If you look for grammatical redundancy, you will see it in just about every short scale. Not all of them, but just about everyone. If we as a field insist on domain coverage in scales, we'll get domain coverage.

But if we're good with ask basically the same question three or four times, that's what we'll get because that's easy.

[Tara Behrend] (29:41 - 30:08)
I mean, it seems like what you're identifying in a number of different ways is that people might not care about whether or what they're saying is true. They don't think their work is important and they don't think it's worth getting it right as long as they have a paper. So who cares if they're not measuring what they think they're measuring?

Who cares if they're not reporting things accurately because that's not the goal. The goal is not to learn something about the world or to contribute knowledge, it's just to have a paper that no one will read.

[Jose Cortina] (30:08 - 32:34)
There's way too much of that. And some people are kind of candid about it. They won't necessarily broadcast it, but I've heard lots of people say, you know, it's not like we're curing cancer.

And that's true, we aren't. I'm not really sure the cancer researchers are either, but we're not trying to.

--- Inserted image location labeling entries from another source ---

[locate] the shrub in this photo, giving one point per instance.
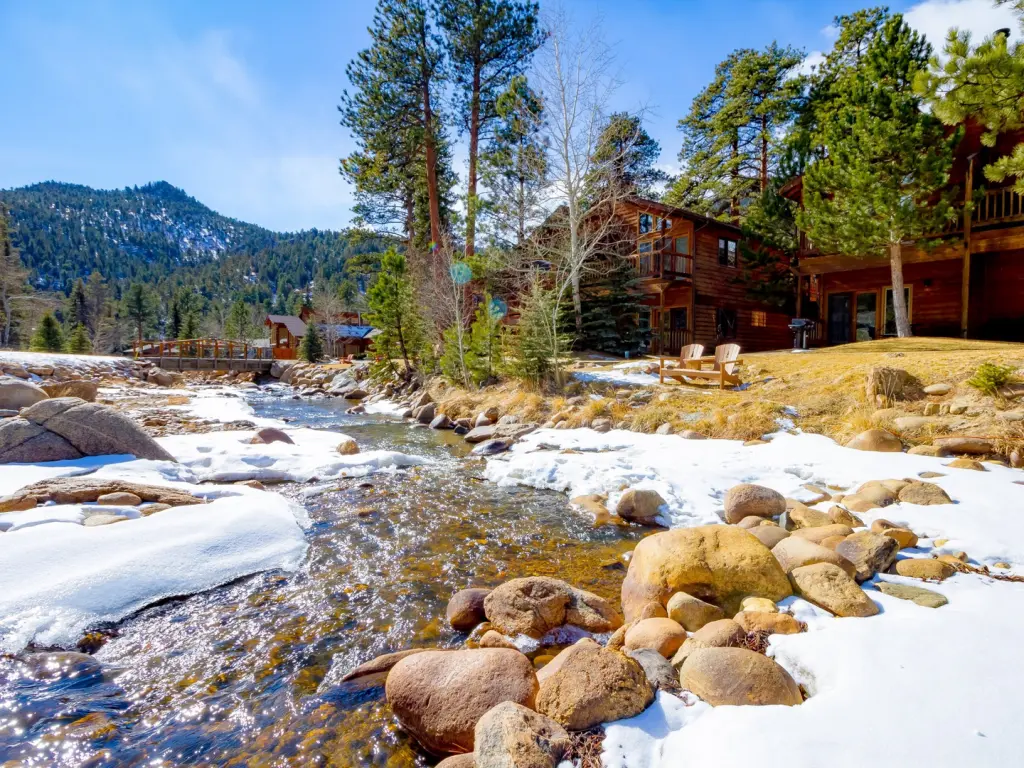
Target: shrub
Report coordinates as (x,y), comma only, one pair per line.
(990,377)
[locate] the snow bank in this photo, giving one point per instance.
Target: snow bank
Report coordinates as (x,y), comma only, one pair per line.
(58,579)
(226,457)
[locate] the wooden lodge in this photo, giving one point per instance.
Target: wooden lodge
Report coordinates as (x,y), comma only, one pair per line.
(689,268)
(967,281)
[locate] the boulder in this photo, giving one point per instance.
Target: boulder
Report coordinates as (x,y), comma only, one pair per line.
(772,624)
(439,695)
(660,674)
(721,634)
(510,735)
(535,605)
(919,595)
(465,609)
(348,446)
(924,494)
(270,434)
(85,390)
(748,499)
(594,685)
(877,439)
(795,552)
(721,564)
(869,552)
(691,612)
(922,567)
(829,587)
(62,428)
(83,489)
(738,676)
(663,635)
(640,505)
(15,394)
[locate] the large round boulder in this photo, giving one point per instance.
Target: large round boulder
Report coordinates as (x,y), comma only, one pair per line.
(721,564)
(594,685)
(438,696)
(748,499)
(535,605)
(737,676)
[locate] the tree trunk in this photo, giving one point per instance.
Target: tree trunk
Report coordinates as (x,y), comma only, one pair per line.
(899,301)
(474,140)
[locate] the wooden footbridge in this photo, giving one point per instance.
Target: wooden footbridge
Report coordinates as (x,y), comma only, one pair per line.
(205,354)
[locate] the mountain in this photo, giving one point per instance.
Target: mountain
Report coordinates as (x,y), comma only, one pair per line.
(160,235)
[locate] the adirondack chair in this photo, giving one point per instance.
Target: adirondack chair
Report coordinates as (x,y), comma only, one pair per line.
(723,366)
(689,357)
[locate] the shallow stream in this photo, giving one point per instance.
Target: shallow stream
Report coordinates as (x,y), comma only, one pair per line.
(246,675)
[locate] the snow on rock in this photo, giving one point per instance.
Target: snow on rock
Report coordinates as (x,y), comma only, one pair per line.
(57,580)
(227,457)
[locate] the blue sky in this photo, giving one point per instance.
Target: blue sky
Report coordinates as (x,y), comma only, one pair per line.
(236,101)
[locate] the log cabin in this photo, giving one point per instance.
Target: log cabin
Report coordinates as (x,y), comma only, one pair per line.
(689,270)
(967,281)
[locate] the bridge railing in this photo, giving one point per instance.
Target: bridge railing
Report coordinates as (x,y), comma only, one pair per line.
(202,348)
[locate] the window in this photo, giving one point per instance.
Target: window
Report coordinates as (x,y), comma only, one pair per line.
(889,329)
(725,324)
(726,252)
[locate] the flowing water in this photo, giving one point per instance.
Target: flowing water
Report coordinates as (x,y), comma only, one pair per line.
(246,675)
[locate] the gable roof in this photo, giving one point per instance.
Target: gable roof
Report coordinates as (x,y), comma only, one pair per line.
(295,326)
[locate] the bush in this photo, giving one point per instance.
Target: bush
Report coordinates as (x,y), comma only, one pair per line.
(990,377)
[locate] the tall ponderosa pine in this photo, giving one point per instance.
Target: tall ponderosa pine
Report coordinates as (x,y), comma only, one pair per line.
(885,162)
(513,165)
(731,136)
(393,310)
(393,112)
(488,44)
(986,83)
(627,156)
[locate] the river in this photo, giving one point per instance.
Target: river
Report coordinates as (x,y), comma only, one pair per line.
(246,675)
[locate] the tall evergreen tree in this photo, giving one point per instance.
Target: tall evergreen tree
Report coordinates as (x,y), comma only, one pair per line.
(731,136)
(626,156)
(883,173)
(488,44)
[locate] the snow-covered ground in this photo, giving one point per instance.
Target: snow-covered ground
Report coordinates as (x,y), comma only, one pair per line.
(909,686)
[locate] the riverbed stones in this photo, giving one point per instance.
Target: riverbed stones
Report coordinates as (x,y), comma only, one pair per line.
(535,605)
(594,685)
(721,564)
(738,677)
(692,612)
(510,735)
(640,505)
(919,595)
(869,552)
(720,634)
(748,499)
(663,635)
(438,696)
(829,587)
(876,439)
(795,552)
(61,428)
(465,609)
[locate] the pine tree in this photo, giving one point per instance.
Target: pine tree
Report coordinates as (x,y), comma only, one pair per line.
(882,177)
(47,337)
(78,341)
(311,347)
(626,156)
(393,310)
(731,136)
(488,44)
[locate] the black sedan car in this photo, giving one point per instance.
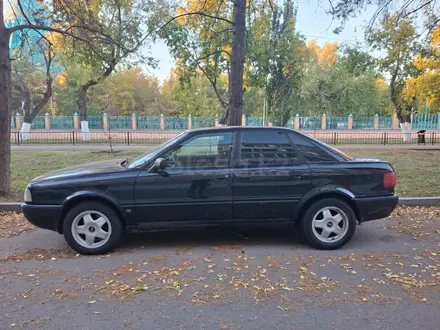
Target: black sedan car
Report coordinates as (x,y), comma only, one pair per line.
(214,177)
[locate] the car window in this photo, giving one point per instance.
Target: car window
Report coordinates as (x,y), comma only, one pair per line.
(201,151)
(149,156)
(266,148)
(312,152)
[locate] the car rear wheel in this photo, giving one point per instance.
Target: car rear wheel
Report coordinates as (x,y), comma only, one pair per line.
(92,228)
(329,224)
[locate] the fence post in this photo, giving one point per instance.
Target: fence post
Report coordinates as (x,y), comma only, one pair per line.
(133,122)
(47,121)
(105,121)
(162,122)
(350,121)
(75,121)
(189,121)
(297,121)
(395,122)
(18,121)
(376,121)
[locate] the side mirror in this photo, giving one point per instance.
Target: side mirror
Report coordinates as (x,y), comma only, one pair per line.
(159,165)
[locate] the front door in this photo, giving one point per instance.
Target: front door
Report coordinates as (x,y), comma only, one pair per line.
(196,184)
(270,177)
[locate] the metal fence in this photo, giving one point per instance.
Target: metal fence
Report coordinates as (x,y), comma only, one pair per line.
(123,123)
(156,137)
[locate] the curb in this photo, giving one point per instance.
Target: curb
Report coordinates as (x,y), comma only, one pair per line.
(10,207)
(419,201)
(407,201)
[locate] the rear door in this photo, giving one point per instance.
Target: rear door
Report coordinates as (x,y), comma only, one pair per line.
(269,177)
(196,184)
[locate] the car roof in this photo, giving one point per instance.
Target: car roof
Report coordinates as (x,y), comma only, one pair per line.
(235,128)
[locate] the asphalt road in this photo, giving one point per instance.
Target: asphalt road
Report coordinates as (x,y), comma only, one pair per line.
(148,148)
(387,277)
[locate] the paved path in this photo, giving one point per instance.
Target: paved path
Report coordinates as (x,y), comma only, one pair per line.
(140,147)
(387,277)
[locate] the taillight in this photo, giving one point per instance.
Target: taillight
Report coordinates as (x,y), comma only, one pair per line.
(389,180)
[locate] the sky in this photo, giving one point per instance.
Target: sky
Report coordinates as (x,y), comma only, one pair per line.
(312,21)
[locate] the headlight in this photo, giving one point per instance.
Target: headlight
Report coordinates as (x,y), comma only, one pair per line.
(27,195)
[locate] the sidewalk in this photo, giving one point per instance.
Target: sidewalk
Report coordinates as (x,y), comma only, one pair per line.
(149,147)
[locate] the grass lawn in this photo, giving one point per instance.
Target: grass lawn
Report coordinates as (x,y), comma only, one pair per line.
(417,170)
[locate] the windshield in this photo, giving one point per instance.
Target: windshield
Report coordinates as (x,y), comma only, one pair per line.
(145,158)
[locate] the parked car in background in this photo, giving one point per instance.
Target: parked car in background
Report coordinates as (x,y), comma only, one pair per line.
(214,177)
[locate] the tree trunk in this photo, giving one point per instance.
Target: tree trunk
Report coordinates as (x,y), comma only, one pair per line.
(27,109)
(81,101)
(237,64)
(5,113)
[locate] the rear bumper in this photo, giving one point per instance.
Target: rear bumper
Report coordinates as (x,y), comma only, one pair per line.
(373,208)
(43,216)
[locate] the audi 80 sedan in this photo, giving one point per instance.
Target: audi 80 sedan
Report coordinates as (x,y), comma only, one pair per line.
(213,177)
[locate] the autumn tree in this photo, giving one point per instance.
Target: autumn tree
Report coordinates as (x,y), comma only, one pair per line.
(426,87)
(201,34)
(40,18)
(126,23)
(277,59)
(27,78)
(397,37)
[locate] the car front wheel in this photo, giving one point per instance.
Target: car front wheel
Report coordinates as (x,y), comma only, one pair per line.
(329,224)
(92,228)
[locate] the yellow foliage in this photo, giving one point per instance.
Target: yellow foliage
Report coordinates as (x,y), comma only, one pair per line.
(426,87)
(381,83)
(181,11)
(325,55)
(61,78)
(227,50)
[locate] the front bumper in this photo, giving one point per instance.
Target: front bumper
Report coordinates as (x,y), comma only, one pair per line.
(43,216)
(372,208)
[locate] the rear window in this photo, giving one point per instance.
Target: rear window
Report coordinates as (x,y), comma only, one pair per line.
(261,148)
(315,151)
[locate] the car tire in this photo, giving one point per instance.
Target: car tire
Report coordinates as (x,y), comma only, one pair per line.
(328,224)
(92,228)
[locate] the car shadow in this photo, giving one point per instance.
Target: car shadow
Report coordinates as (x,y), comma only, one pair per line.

And they're not trying to figure out how to make organizations function better.

We are, and I think that's important. I think for most people, we're somewhere in between the two extremes. I wanna do the best possible work, but I also need publications, especially for my students.

So personally, I'm not gonna do anything that's outright fraudulent, but if there are things that I know reviewers will punish me for doing, then I'm gonna be reluctant to do those things. I will try to change the field. I will try to make people aware that punishing certain things makes for bad science.

But in the meantime, there is a pragmatic aspect to this. And I think that's where a lot of us are. There are a few people out there who really just wanna do the best possible stuff.

And there are, unfortunately, also people out there who really just look at it as a game, and they rationalize it as none of this really matters. So I will just go so far as making up data out of whole cloth. That's what a lot of the highest profile fraud cases have involved, because what's the difference between me making up data and me going and getting data?

I mean, either way, I'm going to call my theoretical model until I have a model that's consistent with whatever data I have. So I can imagine people over time just sort of chipping away at their integrity. I'm gonna let this little thing slide.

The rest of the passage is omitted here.